The dustland stretches out before them. A crimson stain spreads across the sky.

Manny checks his watch. ‘It’s late. Constance will be gettin’ worried.’

The days are longer at this time of year, but it will soon be night. They don’t want to be out here when darkness falls.

‘We gotta burn her,’ says Saxon. ‘It ain’t right not to and you know it.’

The brothers stare at each other, waiting for the other to give in. It won’t be Saxon. It never is.

‘All right, fine. We’ll come back and get her early tomorrow morn. You can help me take her to work at the Crematorium.’ Manny’s footsteps crunch on the gravel as he skulks away.

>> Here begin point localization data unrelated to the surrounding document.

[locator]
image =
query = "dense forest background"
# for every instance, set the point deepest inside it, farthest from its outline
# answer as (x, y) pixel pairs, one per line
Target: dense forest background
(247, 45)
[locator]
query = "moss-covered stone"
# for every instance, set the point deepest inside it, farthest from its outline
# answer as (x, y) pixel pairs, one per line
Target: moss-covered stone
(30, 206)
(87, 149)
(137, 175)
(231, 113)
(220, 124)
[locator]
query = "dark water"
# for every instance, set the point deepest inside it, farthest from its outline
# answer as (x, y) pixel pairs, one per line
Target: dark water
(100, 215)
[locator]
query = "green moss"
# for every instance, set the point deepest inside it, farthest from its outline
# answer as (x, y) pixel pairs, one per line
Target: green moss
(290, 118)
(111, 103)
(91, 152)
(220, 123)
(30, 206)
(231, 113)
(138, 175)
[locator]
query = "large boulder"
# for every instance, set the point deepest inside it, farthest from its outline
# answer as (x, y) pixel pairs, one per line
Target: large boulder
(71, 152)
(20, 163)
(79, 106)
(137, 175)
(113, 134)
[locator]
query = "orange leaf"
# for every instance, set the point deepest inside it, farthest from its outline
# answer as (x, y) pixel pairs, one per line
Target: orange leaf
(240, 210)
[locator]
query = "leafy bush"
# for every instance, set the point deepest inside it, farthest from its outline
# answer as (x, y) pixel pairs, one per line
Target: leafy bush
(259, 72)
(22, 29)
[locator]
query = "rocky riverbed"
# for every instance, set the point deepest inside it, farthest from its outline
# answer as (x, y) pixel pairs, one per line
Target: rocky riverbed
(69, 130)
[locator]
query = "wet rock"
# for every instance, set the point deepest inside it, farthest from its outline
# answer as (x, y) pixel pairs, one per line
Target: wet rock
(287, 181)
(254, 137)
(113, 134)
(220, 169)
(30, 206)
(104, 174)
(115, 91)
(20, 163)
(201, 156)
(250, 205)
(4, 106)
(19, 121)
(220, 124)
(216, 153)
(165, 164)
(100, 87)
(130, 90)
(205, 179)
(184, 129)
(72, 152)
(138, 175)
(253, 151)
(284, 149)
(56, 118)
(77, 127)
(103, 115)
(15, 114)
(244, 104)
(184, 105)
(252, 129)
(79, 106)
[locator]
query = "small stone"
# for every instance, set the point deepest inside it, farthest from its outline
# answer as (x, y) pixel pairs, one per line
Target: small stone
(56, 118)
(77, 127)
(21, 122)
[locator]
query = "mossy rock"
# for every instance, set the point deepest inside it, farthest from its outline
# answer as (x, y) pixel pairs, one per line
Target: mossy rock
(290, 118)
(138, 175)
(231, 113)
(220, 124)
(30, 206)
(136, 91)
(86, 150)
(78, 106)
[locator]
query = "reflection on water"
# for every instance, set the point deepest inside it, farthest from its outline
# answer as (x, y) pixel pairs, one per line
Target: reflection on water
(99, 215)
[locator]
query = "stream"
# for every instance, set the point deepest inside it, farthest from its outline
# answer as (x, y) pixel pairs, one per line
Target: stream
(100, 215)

Saxon pinches the bridge of his nose. A habit of frustration picked up from his late father. It doesn’t sit well with him leaving the body here. Wild animals might find her. He squats and stares, careful to keep some distance. The girl’s long, black hair is matted, spilling out around her head. Her skin is blistered and peeling. Dirt streaks her face with dark lashes crusted closed. She might have been pretty before death found her.


  1. The first line is killer! (heh, no pun intended) I would keep reading based on that alone.

    But, unfortunately, after that, I lose interest and this is mostly because I feel ungrounded. There's a lot of dialogue between 2 (more?) characters and I don't know who they are, where they are or what's going on. It's definitely a lot of floating head syndrome.

    I think slowing down a bit, grounding us in the characters and setting, will really help to make this opening pop more than it already does.

    Super good luck!!

  2. I agree with the above comment re: the excerpt. Also, explain what at an Okodeeis in the query letter, too. There's a difference between intrigue and throwing out words that don't mean anything to the reader yet. You're nearly there, though!

  3. I disagree with the above comments. I wondered who the boys were which poses questions and keeps me reading. You didn't make me wait long as you soon describe the two brothers. Very well in 250 words. Now I want to know who she is.

  4. The narrative tone is lovely here--smooth and effortless, really pulls you in to the story. My first overall concern, though, for my personal list is that the genre is a non-starter. Unfortunately, dystopian is at or beyond saturation for most of the market right now. Something would have to utterly blow me out of the water for me to keep reading knowing that it's dystopian; it's just been done too much before and it's too hard for the worlds to feel fresh.

    As far as the opener, as I said, the writing is fluid and immersive. But I did have a similar problem to the other piece I read with regards to starting with dialogue. After the intriguing opening line, we are dropped into the middle a scene with no context on character 1, character 2, or the body-character 3. It's hard for me to feel a proper sense of urgency or connection with these characters and their situation when know nothing about them or their world. It's possible that in reading further this would snap into place, and the writing is strong enough that I would probably keep reading a bit more to see what happened next. But unfortunately, in this case combining that with the dystopian slant makes it a no-go for me.

    Props to the author on excellent narrative voice, though!